Savoir se faire entendre tout en restant constructif

C’est là, en 140 signes maximum, que Xavier83 – son nom de code sur les réseaux sociaux – bombarde internet par le biais du le mot-dièse #servicescoutcff de commentaires plus ou moins élogieux au fil de ses petits ou longs trajets quotidiens, tout comme ses neuf autres collègues, dont une Romande.

«Je me considère comme un radar qui peut aider à pointer du doigt des insatisfactions ou des problèmes. Chacun de nous a son style; personnellement je suis un peu vu comme le râleur qui parle cash. Et c’est vrai que je ne mets pas trop de filtres.

En même temps, je ne me contente pas de critiquer: je relève aussi les améliorations, voire propose parfois quelque solution.»

Parmi les «dossiers» particulièrement suivis par notre scout, celui de la communication estimée chaotique en gare de Berne. Notamment lors d’une journée apparemment maudite le 6 octobre dernier, quand une panne d’environ une heure a perturbé le trafic ferroviaire en matinée entre Lausanne et Berne. Là comme ailleurs, n’y a-t-il pas le risque de n’être qu’un alibi? «Avec des millions d’usagers, il y a presque autant d’avis que de personnes.

Et il est évident qu’une très grosse entreprise ne peut pas répondre à chaque attente individuelle.

Penser le contraire uniquement parce que ce type d’opération est mise en place serait faire preuve d’une grande naïveté. Mais nous sommes là pour dire tout haut ce que d’aucuns critiquent tout bas.» Ces mois de trajets avec des sens un peu plus en éveil que d’habitude ont également eu pour effet de relativiser les agacements quotidiens. Comprendre la complexité de gérer un tel réseau sur un si petit territoire rend sans doute un peu plus indulgent.

Xavier Bertschy dans le hall principal de la gare en train de se servir de son téléphone mobile.
Les CFF misent sur les scouts pour être au plus près de leur public et s’adapter à ses exigences.

Ainsi, lorsque, comme ce matin, une correspondance annoncée à l’arrivée en gare se trouve remplacée par un service de bus, pas de quoi enrager en ligne. Un statut particulier Pour autant, Xavier Bertschy, à l’instar des neuf autres scouts, n’est pas devenu un employé. «On nous offre l’abonnement général et 345 francs en bons CFF pour l’utilisation – et donc le test – de l’un ou l’autre service. En contrepartie, on nous demande un minimum de six interventions sur les réseaux sociaux par mois et la rédaction de trois articles un peu plus longs. Nous sommes donc très loin d’un poste salarié.»
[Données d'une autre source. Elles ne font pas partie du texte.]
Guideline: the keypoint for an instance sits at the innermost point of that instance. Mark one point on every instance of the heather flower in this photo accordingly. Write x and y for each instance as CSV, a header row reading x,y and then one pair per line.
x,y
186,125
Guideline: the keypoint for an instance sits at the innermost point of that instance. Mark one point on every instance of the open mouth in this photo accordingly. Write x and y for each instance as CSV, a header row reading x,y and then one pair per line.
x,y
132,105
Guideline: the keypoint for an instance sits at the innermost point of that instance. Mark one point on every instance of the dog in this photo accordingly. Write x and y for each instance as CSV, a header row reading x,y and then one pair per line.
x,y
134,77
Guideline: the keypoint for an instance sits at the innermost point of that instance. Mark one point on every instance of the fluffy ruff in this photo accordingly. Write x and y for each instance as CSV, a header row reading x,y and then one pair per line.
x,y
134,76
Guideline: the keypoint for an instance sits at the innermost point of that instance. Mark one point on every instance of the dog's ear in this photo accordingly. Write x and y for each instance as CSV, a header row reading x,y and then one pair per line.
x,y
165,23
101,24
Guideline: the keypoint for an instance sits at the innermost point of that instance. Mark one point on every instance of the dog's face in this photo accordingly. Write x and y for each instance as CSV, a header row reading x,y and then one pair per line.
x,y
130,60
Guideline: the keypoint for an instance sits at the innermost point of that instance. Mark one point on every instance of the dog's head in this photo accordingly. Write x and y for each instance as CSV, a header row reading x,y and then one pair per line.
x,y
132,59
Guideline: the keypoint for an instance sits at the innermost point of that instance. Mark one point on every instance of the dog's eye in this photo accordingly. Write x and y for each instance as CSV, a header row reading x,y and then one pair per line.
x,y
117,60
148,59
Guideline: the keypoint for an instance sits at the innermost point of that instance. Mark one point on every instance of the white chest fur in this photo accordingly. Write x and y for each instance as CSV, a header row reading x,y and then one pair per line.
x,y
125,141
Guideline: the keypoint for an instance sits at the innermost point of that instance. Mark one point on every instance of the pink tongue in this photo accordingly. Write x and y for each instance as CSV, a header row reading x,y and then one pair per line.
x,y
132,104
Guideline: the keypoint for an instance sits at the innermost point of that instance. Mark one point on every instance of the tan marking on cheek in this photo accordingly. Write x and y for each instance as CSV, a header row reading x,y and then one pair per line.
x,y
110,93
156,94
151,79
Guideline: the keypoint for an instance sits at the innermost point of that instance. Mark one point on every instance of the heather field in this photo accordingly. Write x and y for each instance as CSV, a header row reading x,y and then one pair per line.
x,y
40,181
Habitué à son indépendance, le jeune autoentrepreneur dit d’ailleurs n’avoir accepté qu’à cette condition. «Je pense que cela aide les CFF à repérer les agacements et les aspects les moins appréciés par les voyageurs.

Toutes nos interventions sont compulsées, puis transmises aux services concernés.»

A force de discuter, nous avons tout simplement oublié de descendre à Lausanne. Le contrôleur qui s’approche va-t-il nous facturer pleinement ce détour involontaire? Salomon en uniforme, l’employé tranche pour un moitié-moitié, comme la fondue. Evidemment, il n’échappera pas à un tweet ensoleillé qui soulignera qu’il y a (plein) de contrôleurs sympathiques.